Het vat van 110 liter was na het branden gevuld met een receptuur voor een Quadrupel. Een vrij recht-toe-recht-aan recept met Special-B, caramout en kandijsuiker. Na de vergisting bij alle individuele leden, dus voor het toevoegen aan het vat, hebben we geen smaakafwijkingen geconstateerd. Bij een tussentijds proefmoment na 4 maanden en na 5 maanden bij het bottelen was er nog geen spoor van Brett te proeven. Dit zou ook nog kunnen liggen aan onze proefkwaliteiten.
En nu een kleine zes maanden na het bottelen is er een duidelijke Brett aanwezig, zowel in de geur als de smaak. Het bier heeft een rode wijnachtig karakter gekregen met rood fruit, wat alcoholisch, wat muf en niet te vergeten eikenhout.

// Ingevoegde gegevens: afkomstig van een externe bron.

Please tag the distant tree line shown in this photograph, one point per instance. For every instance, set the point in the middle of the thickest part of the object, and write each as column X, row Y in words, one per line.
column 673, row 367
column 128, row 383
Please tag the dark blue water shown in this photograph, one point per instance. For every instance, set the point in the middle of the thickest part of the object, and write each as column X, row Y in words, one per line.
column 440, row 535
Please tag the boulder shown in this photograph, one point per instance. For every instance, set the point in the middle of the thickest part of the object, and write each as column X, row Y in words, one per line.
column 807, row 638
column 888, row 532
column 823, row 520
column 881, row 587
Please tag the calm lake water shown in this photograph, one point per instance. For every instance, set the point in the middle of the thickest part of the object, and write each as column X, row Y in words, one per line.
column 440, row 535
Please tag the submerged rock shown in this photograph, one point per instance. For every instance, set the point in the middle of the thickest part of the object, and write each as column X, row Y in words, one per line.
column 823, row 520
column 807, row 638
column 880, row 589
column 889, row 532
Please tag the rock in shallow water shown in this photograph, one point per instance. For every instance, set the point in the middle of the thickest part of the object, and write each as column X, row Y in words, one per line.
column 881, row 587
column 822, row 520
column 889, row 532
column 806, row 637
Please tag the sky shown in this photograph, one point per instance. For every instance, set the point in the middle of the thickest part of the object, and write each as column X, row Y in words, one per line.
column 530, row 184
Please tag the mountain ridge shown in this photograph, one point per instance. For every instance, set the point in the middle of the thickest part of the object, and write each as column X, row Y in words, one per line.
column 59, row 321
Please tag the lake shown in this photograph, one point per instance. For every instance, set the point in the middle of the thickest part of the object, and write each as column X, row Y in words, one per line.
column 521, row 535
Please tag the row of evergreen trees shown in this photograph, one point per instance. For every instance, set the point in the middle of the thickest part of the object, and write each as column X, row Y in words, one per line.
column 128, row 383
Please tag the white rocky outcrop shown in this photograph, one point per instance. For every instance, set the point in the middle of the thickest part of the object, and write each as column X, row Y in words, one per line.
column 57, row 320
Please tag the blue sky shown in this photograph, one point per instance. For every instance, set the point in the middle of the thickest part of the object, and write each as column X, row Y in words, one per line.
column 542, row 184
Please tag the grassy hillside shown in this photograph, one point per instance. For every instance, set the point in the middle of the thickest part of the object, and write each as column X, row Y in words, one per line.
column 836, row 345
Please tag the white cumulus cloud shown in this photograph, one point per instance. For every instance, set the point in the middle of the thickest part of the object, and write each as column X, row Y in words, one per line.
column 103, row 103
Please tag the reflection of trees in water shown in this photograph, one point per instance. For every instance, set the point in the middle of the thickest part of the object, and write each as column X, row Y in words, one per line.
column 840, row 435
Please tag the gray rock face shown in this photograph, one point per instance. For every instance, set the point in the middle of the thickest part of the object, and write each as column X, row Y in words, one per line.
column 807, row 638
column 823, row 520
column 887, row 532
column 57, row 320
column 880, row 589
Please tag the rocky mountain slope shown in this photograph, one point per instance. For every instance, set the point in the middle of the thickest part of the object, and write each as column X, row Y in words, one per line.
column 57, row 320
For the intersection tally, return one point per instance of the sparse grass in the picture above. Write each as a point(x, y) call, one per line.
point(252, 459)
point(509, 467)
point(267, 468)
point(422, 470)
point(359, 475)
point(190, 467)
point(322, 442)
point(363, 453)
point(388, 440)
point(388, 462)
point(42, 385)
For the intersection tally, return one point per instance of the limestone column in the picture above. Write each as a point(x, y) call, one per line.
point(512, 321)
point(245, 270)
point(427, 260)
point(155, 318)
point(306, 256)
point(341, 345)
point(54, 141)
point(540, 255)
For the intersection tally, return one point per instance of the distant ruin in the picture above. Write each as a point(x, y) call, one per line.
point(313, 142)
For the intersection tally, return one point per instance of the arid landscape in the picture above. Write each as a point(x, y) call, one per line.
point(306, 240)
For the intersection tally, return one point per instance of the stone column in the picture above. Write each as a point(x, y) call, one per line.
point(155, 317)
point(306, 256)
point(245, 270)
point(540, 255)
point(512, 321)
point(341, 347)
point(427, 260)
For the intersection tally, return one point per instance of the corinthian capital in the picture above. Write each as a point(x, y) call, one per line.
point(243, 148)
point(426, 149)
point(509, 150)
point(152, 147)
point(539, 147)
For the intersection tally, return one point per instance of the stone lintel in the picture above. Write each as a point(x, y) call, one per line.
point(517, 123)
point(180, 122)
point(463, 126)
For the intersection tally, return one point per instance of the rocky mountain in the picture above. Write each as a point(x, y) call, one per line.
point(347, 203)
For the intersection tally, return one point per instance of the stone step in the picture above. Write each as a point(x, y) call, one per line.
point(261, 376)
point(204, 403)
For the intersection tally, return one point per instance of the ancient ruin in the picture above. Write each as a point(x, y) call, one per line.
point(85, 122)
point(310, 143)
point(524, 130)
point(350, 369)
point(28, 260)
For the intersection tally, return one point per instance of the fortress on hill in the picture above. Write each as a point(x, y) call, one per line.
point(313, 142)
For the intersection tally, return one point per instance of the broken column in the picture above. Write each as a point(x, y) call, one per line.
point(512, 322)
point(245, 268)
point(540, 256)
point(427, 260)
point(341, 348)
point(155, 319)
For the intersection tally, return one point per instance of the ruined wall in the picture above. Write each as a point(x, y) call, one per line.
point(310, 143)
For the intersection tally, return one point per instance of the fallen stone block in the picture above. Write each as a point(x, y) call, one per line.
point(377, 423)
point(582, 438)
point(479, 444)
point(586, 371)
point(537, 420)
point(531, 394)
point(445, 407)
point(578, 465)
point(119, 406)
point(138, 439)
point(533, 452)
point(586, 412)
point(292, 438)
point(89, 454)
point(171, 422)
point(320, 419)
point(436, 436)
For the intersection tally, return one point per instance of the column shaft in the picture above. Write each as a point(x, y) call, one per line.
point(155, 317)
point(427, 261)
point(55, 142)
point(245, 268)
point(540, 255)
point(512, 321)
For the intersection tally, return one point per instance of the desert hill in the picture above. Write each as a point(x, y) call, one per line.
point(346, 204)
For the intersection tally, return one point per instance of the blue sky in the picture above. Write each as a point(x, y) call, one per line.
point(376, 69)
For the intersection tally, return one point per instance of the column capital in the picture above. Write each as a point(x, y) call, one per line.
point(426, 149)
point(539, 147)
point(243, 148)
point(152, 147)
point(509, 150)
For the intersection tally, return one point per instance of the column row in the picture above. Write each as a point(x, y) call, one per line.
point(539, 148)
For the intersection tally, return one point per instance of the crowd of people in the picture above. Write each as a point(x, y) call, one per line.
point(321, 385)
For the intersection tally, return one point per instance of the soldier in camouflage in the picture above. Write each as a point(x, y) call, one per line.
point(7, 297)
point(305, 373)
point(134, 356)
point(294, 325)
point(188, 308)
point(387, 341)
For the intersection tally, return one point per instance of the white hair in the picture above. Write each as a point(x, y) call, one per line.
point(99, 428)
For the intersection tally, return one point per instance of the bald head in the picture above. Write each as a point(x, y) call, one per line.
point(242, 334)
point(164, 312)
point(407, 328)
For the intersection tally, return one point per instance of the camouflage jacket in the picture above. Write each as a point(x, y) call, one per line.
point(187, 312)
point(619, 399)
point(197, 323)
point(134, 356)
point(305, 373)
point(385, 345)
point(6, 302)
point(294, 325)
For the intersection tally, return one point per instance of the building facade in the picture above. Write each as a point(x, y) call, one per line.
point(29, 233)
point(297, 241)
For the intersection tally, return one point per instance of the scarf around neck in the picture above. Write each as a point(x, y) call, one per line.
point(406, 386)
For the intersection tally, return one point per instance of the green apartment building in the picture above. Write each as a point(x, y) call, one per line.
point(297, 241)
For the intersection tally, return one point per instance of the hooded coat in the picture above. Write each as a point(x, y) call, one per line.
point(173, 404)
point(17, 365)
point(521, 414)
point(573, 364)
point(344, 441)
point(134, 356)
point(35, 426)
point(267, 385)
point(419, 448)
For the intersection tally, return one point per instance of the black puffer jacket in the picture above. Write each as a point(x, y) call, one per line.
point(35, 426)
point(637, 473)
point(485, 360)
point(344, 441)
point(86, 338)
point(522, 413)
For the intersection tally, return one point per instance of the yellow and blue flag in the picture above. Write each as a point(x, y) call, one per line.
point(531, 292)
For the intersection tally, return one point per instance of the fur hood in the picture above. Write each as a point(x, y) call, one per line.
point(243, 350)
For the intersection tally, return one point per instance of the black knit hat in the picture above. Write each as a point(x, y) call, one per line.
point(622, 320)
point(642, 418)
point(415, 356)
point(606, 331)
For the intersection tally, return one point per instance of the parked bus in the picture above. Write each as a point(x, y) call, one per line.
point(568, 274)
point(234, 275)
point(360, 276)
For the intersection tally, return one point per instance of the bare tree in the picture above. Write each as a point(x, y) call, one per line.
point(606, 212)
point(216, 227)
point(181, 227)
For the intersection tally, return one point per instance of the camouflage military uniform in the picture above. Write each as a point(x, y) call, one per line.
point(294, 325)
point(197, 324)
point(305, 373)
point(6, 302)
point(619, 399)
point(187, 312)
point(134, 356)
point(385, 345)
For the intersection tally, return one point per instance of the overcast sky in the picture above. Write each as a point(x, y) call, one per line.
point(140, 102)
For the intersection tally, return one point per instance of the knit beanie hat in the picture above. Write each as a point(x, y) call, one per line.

Dit lijkt op papier op een stevige Vlaams bruin, maar daarvoor wijkt de smaak teveel af. Het bier is niet zuur door melkzuurbacteriƫn, maar heeft een frisse zurigheid door de Brett. De karamelmouten en kandijsuiker zorgen voor een prettig bruin en moutig karakter. Vanwege de suiker is dit vanaf het begin al geen zoet of vol bier geweest, maar in het vat is het bier nog iets dunner in mondgevoel geworden.
Het is nog steeds een Quadrupel die een stuk interessanter is dan de meeste bieren in de stijl. Een stijl die in mijn ogen toch vaak de platgetreden paden bewandeld, waarbij elke Quad ongeveer hetzelfde smaakt.